A dummy was a census form created during census enumeration. If there was a request by a household or person to mail back a census form, a dummy form was created to account for the possibility that the form would not be forwarded. Dummies may also have been created if a householder refused to complete a census form or if there was no contact on collection.

A late return was a census form returned, usually by mail, after the commencement of PES fieldwork. These forms may introduce bias because people who had not returned their census form may have been prompted to do so as a result of being included in the PES. Both dummies and late returns were excluded from the adjustment ratio to avoid biasing the PES estimates.

The above adjustment ratio also had two different weights applied to it. A dwelling weight was assigned to each dwelling to reflect the probability of that dwelling being selected in the PES. Similarly, a person weight was assigned to each responding individual to reflect the probability of that person being included in the PES.

The person weight also included an allowance for non-response. For PES dwellings that could not be matched to a census dwelling due to the vagueness of the PES address or due to the dwelling being missed during the enumeration of the census, the weight was simply the sampling fraction adjusted for non-response. For all other census dwelling form types the actual number of census dwellings was known. The weights for these form types were the actual total number of dwellings from the census divided by the number of responding dwellings. The weights containing the actual number of total dwellings from the census were more accurate as they account for the different sampling fractions for each of the form types. The weighted ratio was then applied to census counts of the population to produce an initial estimate of the true population at the subnational (e.g. capital city/balance of State in Australia and region in New Zealand) and subgroup (e.g. five-year age group by sex) levels.


The net undercount in the 1996 Australian and New Zealand censuses was estimated at 1.6% and 1.2%, respectively. The standard sampling error associated with these estimates was 0.1% in both countries. The Australian PES results were not directly published but evaluated against other data sources before being published as adjusted PES results.

Adults aged 15-29 years, the most mobile segment of the population, had the highest undercount rate of 2.8% in Australia and 2.1% in New Zealand. Those aged 45 years and over had the lowest rates of 1.0% and 0.6%, respectively. The standard error for these broad age groups was 0.1-0.2% in Australia and 0.1-0.3% in New Zealand. In contrast with New Zealand, the Australian PES was able to produce estimates of net undercount for 5-year age groups, with standard errors of 0.2-0.4%. This was due to the larger sample size of the Australian PES.
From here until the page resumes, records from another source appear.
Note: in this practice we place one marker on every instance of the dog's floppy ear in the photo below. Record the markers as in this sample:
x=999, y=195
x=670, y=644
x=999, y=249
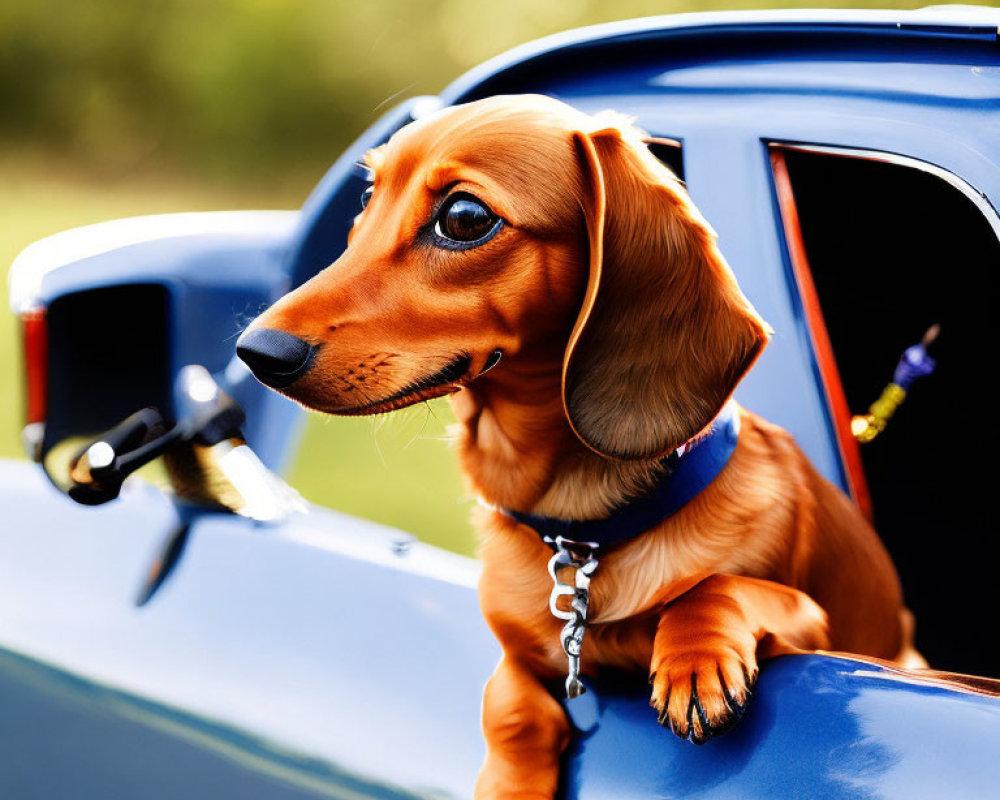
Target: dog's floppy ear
x=664, y=333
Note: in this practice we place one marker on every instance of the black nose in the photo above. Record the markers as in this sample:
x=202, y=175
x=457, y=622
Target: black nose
x=276, y=358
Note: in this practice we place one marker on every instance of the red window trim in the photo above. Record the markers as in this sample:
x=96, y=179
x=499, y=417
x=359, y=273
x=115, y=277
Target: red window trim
x=850, y=451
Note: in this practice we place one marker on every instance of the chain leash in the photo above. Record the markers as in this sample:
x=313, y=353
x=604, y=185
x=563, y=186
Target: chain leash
x=581, y=558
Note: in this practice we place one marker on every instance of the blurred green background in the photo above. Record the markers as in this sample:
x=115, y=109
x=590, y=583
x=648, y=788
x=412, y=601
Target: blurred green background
x=112, y=108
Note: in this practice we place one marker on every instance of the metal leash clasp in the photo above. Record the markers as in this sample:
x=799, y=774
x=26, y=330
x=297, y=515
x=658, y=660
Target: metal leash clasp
x=579, y=556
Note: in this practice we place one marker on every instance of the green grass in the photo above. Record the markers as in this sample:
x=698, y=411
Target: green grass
x=397, y=470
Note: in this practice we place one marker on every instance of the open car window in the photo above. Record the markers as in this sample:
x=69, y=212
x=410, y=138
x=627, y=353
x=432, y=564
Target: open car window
x=881, y=249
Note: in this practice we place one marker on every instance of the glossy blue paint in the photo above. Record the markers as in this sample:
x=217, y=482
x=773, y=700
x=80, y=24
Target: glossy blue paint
x=330, y=657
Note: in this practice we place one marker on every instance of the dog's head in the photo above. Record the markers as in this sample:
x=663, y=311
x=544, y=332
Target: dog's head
x=519, y=226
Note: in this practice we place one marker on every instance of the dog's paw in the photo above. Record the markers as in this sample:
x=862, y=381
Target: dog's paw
x=701, y=696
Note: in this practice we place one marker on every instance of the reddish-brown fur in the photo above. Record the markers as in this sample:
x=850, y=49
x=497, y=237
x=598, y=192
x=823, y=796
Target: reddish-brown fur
x=623, y=334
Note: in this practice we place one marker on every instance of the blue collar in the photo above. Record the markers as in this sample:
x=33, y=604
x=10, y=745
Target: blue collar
x=690, y=469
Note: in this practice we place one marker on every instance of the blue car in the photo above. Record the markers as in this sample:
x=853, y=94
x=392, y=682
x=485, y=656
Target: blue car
x=156, y=646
Males had a higher rate of undercount than females in both Australia and New Zealand. There were also ethnic and geographic differentials in net undercount in both countries. The rate of net undercount of the Indigenous population in Australia (which made up about 2% of the Australian population in 1996) was six times the rate of the non-Indigenous population. In New Zealand, the rates of net undercount of the Maori and Pacific Islands ethnic groups (which together made up about one-fifth of the New Zealand population in 1996) were over three times that of the remainder of the population. For a full discussion of the net undercount results, see ABS (1997) and SNZ (1998a).
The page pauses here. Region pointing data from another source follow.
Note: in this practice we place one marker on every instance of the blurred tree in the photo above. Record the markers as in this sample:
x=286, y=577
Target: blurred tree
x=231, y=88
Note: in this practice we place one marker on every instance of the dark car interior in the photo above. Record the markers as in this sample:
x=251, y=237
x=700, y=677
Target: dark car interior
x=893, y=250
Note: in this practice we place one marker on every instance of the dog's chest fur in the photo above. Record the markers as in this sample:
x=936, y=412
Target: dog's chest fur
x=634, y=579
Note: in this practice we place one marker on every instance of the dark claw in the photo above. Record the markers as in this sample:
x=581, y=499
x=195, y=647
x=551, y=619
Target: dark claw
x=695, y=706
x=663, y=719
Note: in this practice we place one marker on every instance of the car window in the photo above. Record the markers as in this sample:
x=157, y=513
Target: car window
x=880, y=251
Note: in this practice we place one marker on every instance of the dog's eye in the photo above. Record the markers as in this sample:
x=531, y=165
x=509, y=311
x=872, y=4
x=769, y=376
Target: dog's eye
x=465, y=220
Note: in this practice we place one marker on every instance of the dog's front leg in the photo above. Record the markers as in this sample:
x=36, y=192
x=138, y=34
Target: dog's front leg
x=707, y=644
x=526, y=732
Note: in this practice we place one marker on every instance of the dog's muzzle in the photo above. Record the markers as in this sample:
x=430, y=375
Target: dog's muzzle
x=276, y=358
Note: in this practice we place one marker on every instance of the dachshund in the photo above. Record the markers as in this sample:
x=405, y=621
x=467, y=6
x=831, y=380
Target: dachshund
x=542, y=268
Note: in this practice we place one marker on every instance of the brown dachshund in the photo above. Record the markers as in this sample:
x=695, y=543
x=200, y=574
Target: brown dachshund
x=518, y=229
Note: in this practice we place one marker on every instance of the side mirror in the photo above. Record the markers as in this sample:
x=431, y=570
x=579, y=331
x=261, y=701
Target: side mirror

To offset the impact of correlation bias between the census and PES results, population estimates derived from the PES are compared to three main sources in Australia: estimates from the National Demographic Data Bank, Medicare enrolment numbers and the estimated resident population based on the previous census.

The National Demographic Data Bank is a population database maintained by the ABS using administrative data (notably births, deaths, and overseas arrivals and departures). The database is independent of census data and contains population data back to the year 1925. For the 1996 PES, these data were considered to measure age-sex totals well up to about age 30, after which there were some concerns about pre-1970 international migration data. Sex ratios derived from these data are considered most reliable for ages under 23 years.

Enrolment data from Medicare (the Australian government health rebate system) are considered a good source for calculating sex ratios, but less reliable for age-sex totals. Age-sex totals are least reliable among the older ages where people may remain enrolled in Medicare after their death.

Population estimates based on the previous census are considered most reliable at ages 0 to 4 years because at these ages the largest component of change is birth registration data. The data for other ages are not entirely independent of the National Demographic Data Bank and Medicare enrolment data because of the demographic adjustments made to PES estimates after the previous census.

In 1996, demographic adjustments resulted in relatively small changes to the PES estimates of undercount. Table 2 shows the estimates of undercount at the national level by five-year age group and sex, before and after adjustment. The most significant adjustments were made to males aged 30-34 years and 60-69 years (ABS 1999).

For males aged 30-34 years, an adjustment for the initial undercount rate of 4.03% resulted in a sex ratio of 101.2 (males per 100 females). This result was inconsistent with other data sources. Firstly, the sex ratio was higher than that from Medicare data (99.5) and adjacent age groups (100.4 for the 25-29 years and 99.6 for 35-39 years). Secondly, the resultant 1996 population estimate appeared too high compared to the 1991 estimated population. Thirdly, the undercount rate appeared too high compared with net undercount of 2.26% in 1986 and 2.63% in 1991. To resolve these inconsistencies, the net undercount rate of males aged 30-34 years was reduced to 2.42%.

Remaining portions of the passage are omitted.